木々が軋み、空は墨を流したように黒く染まる。
カイルは息を呑んだ。『ボスが...直接来た?』
「なんだこれ...」
勇者レオンも眉を寄せる。聖剣が微かに光る。
彼の視線は空の一点に集まっていた。
そこにいた。
黒いマントを翻し、空に立つ影。
顔は見えない。だが、その存在だけで森の空気が凍る。
「カイル」
低い声が頭に直接響いた。
『...ボス』
「よくやった。
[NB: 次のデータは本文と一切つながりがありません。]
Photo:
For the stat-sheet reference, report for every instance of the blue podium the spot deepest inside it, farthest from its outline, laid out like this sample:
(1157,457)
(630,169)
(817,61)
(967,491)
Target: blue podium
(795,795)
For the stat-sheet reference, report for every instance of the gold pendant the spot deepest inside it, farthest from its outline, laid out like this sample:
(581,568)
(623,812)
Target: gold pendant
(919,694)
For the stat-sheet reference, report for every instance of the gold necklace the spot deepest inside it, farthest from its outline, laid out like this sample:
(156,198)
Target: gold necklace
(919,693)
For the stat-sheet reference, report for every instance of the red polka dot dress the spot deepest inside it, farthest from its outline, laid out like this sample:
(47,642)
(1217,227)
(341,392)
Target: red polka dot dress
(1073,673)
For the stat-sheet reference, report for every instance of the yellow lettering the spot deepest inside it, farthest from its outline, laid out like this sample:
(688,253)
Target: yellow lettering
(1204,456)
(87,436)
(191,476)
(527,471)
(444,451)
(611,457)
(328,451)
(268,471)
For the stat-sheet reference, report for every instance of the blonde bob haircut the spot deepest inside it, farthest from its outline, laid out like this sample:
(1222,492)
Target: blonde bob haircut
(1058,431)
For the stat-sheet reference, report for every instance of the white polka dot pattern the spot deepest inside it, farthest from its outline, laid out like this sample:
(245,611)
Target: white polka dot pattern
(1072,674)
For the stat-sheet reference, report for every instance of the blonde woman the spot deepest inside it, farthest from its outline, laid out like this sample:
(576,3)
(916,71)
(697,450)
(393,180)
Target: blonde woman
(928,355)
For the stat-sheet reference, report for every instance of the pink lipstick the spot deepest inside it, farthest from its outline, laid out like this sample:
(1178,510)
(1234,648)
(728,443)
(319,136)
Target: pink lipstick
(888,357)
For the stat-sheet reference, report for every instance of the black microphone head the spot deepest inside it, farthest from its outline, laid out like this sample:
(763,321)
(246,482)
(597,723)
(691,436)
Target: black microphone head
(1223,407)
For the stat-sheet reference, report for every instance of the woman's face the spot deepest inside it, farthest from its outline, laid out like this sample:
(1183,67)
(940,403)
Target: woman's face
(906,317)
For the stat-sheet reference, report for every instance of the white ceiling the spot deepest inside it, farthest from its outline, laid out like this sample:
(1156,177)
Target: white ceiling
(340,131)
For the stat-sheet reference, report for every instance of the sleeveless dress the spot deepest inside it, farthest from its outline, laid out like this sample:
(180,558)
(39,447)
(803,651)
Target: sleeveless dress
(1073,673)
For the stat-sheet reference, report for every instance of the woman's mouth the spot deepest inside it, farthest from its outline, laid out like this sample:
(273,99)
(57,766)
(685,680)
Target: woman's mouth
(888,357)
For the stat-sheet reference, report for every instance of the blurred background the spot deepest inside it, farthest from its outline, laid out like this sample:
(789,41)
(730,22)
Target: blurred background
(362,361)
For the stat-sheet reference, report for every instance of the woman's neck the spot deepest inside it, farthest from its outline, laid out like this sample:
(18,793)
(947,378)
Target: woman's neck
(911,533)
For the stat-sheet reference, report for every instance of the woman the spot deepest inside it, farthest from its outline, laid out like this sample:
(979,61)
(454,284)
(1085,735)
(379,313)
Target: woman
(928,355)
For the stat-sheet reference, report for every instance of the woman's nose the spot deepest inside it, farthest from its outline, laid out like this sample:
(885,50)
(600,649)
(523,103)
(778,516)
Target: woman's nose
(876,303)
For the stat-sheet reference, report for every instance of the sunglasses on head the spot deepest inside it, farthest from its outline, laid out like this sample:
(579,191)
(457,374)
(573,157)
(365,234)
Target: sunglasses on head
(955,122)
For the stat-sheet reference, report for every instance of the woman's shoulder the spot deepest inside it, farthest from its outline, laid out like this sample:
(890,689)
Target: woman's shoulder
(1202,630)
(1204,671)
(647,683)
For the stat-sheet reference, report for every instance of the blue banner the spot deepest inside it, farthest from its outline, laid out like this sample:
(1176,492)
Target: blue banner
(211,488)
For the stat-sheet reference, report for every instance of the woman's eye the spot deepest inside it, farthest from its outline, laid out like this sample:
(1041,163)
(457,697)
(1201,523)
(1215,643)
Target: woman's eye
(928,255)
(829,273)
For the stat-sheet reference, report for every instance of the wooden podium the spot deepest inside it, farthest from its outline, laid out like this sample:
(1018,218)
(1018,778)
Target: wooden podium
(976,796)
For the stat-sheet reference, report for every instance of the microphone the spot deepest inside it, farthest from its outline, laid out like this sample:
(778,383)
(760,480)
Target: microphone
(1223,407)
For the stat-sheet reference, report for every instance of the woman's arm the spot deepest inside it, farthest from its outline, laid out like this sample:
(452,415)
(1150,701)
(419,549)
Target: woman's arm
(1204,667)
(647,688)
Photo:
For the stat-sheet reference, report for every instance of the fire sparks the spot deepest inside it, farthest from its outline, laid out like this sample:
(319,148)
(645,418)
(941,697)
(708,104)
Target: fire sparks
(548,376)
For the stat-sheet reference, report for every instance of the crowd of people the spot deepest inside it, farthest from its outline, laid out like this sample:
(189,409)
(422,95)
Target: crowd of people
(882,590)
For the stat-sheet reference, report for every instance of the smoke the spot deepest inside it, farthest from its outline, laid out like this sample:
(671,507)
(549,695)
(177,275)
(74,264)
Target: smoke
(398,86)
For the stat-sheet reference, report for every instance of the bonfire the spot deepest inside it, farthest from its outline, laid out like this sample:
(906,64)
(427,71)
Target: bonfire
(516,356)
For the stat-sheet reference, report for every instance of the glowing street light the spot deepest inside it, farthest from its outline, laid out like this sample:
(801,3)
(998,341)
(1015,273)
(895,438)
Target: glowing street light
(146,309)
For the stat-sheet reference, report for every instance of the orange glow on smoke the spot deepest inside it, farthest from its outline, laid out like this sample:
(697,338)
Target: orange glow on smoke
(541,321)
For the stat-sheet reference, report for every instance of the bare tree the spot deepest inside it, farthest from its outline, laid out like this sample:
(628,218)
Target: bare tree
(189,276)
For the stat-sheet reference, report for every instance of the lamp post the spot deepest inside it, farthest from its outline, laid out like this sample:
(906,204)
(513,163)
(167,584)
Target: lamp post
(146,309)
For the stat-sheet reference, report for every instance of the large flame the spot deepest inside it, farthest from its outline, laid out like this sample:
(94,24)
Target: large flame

勇者を足止めしたな」
カイルは片膝をついた。肩の血が滴る。
「すみません...倒せませんでした」
「構わん」
魔王はゆっくりと降り立つ。足が地面に触れた瞬間、草が枯れた。
「お前の忠誠は見た。だから褒美をやろう」
魔王は手を差し出した。黒い霧がカイルの傷を包む。
一瞬で痛みが消える。
『これは...魔力?』
「聞け、勇者」
魔王はレオンを見た。仮面の奥の瞳が赤く光る。
「お前が探しているものは、ここにはない。帰れ」
レオンは聖剣を構えた。
「帰るわけないだろ。世界を滅ぼそうとしてるお前を倒すために来たんだ」
「滅ぼす?」
魔王は笑った。低い、腹の底から響く笑い。
「間違えるな。私はこの世界を"救う"のだ」
その瞬間、魔王の背後で空間が裂けた。
そこから無数の魔物が溢れ出す。ゴブリン、オーク、ドラゴン...
レベルも数も異常だ。
「行け」
魔王の一言で、魔物たちが突撃する。
「くっ!」
レオンは剣を振るう。光が走り、魔物が薙ぎ払われる。
だが、キリがない。
カイルは迷った。
『ボスの命令...勇者を連行』
『でも今は...』
「カイル!」
レオンが叫んだ。「お前も操られてるだけだろ!一緒に戦おう!」
カイルは拳を握りしめた。
「...忠誠だと言った」
そして、聖剣に向かって突っ込んだ。